BALTIMORE — Several Republican lawmakers expressed concerns over the party’s online fundraising platform, including the access to data and the effectiveness of the tool, following a presentation at the House GOP retreat in Baltimore.
Republicans launched WinRed earlier this year, seeking to emulate the fundraising success from small donors experienced by Democrats with their platform ActBlue.
The party is counting on WinRed to help Republicans raise money ahead of 2020 races after they have faced a series of recent hurdles, including a wave of retirements.
But one source familiar with the discussion that took place at the presentation on Thursday evening described the meeting as “contentious,” with others saying they were left unsatisfied with the answers they received over concerns including who could access their data.
“WinRed was more like 'see red' as the presentation ended with more questions than answers,” one GOP lawmaker told The Hill. “Questions were asked about the scope of the WinRed program, who would control the data and how information could be protected.”
Who has control of the data and information in the fundraising tool has become a key issue for Republicans.
“Most members were underwhelmed with the depth of the presentation,” one lawmaker told The Hill.
“It was viewed by many, that everyone but the member would have control,” the lawmaker added.
The discord was first reported by Politico.
But others members dismissed the criticisms.
At the presentation, WinRed president Gerrit Lansing credited the platform for playing a key role in raising $800,000 for North Carolina state Sen.

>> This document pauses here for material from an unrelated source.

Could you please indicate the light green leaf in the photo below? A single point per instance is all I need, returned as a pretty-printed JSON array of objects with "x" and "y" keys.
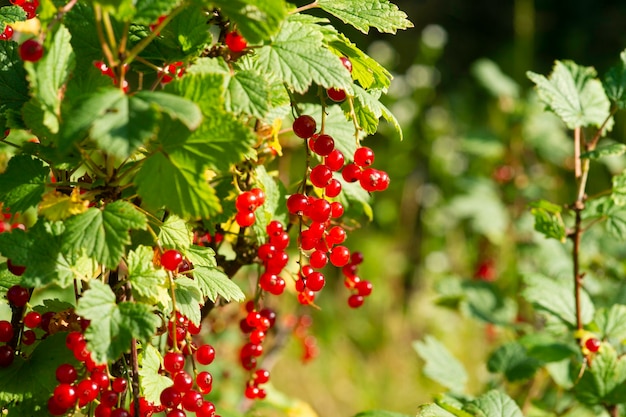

Dan Bishop, who defeated Democrat Dan McCready at a special House election earlier this week.
"That is good,” a GOP lawmaker told The Hill.
In an interview with The Washington Free Beacon, Lansing touted the success so far of WinRed and promised the platform would do its best to catch up to ActBlue.
"They've had 15 years to scale and we're gonna try to catch up in 15 months, but they are going to outraise us every month," Lansing said. "That's the reality we have to deal with and try to catch up as fast as possible,” he told the publication.